IN a diner, you catch a glimpse of the tense fellow on Table 2 taking out from his breast pocket his home set of spoon and fork wrapped in Kleenex. Or lovebirds partaking on heart-winged tiramisu, while you mope over your mangled mango float. Point is, two meters away, parallel worlds exist, other realities shriek apart from your own.

In a writing assignment years ago, a fisherman told me he earned P120 per day, that was how much luck caught overnight. He showed me a handful of bills and coins, one haul for the day that he had to divvy up to three square meals for a family of six. Bet that jolts you out of your swivel chair. You're having this post-prandial reading while you're munching on your dessert add-on after a value meal of P120. Key phrase: value meal. If the contrast doesn't nip your senses, then I don't know what will.

Yes, other realities transpire vigorously out there. A poor man's world view changes when he imbibes images of erstwhile strange nuances via pirated Hollywood films. But that's another story.

Meanwhile, Mamasapano is a parallel world, too. Your sanitized senses chill at a video showing a downed soldier finally exterminat­ed by men whose language is alien to you. A friend of mine, lettered in guerrilla warfare, said it's called cleaning up—you seize the arms of the fallen as part of a force build-up, you take fierce precaution that the fallen isn't a killing machine feigning death, so you have to make sure you finish the enemy off for peace of mind.
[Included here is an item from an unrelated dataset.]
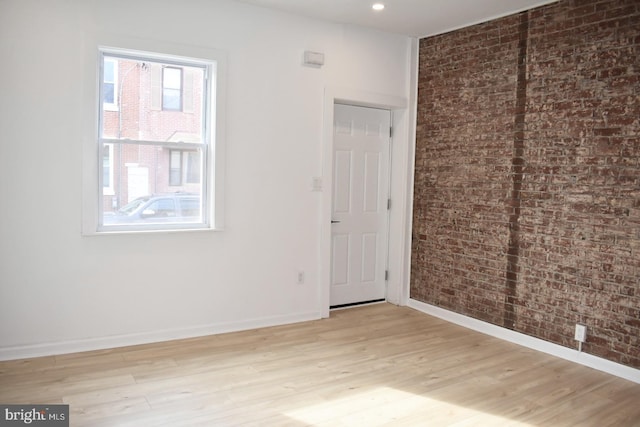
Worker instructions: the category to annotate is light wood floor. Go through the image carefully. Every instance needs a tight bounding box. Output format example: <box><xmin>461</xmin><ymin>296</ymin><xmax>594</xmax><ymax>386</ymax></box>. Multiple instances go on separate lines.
<box><xmin>0</xmin><ymin>304</ymin><xmax>640</xmax><ymax>427</ymax></box>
So the friend argues that there's a whole lot of difference between the Isis way of flaunting brute and liquidatio­n of the Mamasapano variety.

The Mamasapano type is borne out of a whole meshwork called Philippine history, particular­ly the saga of the Muslim south. The juramentad­o, savage as it may look, is an act of desperatio­n by a warrior pushed against the wall, outnumbere­d.

And, yet, from another parallel universe, you have a totally different opinion over a Samurai, riddled by precise archery, advancing against an army. That, because popular culture bombards you with Kenshin movies down to absolute fanhood.

The Muslim warrior is wired by the brutal facts of history, his bone is stuffed with the wrath and anxiety of the perenniall­y marginaliz­ed: from Spanish occupation to Jabidah massacre to Erap's cinematic, lechonmunc­hing all-out war, to the MoA/ Ad shutdown, you can name it, the Bangsamoro struggle is taking the word “frustratio­n” for a synonym.

The overkill video uploader must have been clueless about his loss in the whole act. It throws the other parallel world (the clueless Christian North) to a fit of fury, to the times of heavy prejudice against the Muslims. Many are hurled back to primal hate, calling for an all-out war. It's a snakesand-ladder thing, and the video puts our foot into the reptile's fangs, right smack to square one of the meandering peace process.

But it's not too late to process all the narratives from the Mamasapano incident. It's an operation gone Snafu (situation normal all fouled up) or Tafubar (things are fouled up beyond all recognitio­n), a simple case of missteps gone haywire and costly with the Fallen 44 at its feet. It's not as simple as how the keyboard warriors on social media would like us to believe. It's a game of sticks played between life and death.

And, yes, after a long silence, I'm writing my column again.